Data warehouse vs Data lake
One of the most negative aspects of Big Data systems is the need to be able to create, read, update and delete (CURD). Especially because of the cost of updating and deleting data, in the case of updates, performance degrades too much, especially in Near to real time (NRT) systems, and in terms of deletion, many Big Data prefer to make a logical deletion of data and not physically delete it. This is the reason why it is so important to understand what is the Data lakehouse and the data lake house architecture.
This situation has also led to great discomfort on the part of the business intelligence teams that manage a Data Warehouse and that have all the reports resolved and now we are trying to tell them to include the concept of a Data Lake and distributed computing within the data extraction, transformation and loading mechanisms.
It even happens that, for example, the BI Team considers the Data Engineering Team as enemies, because they think that they are going to replace them with a new technology and take them out of their Datawarehouse comfort zone. Such a recognized problem in the aforementioned industry, that books have been written to try to indicate how the Datawarehouse is not a contradictory opposite to the Data Lake, but rather a complementary opposite.
The good thing is that this WAR between why I’m going to use databricks if I already have snowflake, or why use S3 if I already have redshift, or hadoop if I already have my datawarehouse is OVER.

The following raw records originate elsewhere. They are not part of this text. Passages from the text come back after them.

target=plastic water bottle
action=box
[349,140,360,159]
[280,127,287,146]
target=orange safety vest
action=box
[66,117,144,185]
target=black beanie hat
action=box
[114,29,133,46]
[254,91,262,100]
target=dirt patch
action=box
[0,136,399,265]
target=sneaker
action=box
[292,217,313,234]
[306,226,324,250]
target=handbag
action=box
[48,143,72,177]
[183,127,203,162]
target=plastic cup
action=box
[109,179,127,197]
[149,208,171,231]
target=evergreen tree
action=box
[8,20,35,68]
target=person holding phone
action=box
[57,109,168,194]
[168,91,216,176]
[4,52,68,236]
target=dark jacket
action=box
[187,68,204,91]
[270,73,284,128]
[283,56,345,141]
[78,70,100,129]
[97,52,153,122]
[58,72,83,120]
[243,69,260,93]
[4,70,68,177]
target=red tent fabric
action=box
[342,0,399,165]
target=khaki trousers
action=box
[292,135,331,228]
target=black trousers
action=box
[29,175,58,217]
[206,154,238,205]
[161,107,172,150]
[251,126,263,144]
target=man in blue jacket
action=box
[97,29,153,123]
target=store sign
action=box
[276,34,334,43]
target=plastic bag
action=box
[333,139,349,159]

Data lakehouse concept origin
The Databricks team with the delta lake concept on the one hand and the Uber team with the hudi concept on the other have allowed the war to cease and come to peace. Both delta and hudi concepts are looking for files created in S3, Google Cloud Storage, Apache Hadoop and Azure Data Lake Storage to support data modifications and deletions efficiently.
This is all accomplished by saving file changes to a manifest file and resolving data modifications and deletions in these manifests before directly querying the files. All this means that there is no longer a need to have a data lake and a data warehouse, but both can coexist in the same technology allowing CURD (delta or hudi). This is how the concept of lake house was born.
Data lakehouse
A data lake house is then a data management architecture that combines the benefits of a traditional data warehouse and a data lake. It seeks to merge the ease of access and support for business analytics capabilities found in data warehouses with the flexibility and relatively low cost of the data lake.
The business world needs to meet new needs in terms of advanced analytics, which represents a challenge that forces organizations and people to give their best. The appearance of this new concept does nothing more than delve into the clear obligation of evolution and continuous improvement.
It represents an important leap forward by combining in one architecture, the processing of all types of data, both in Streaming and Batch, allowing the integration of artificial intelligence models, to obtain complete reporting.
In other words, it represents the emergence of a new reference solution in Advanced Analytics.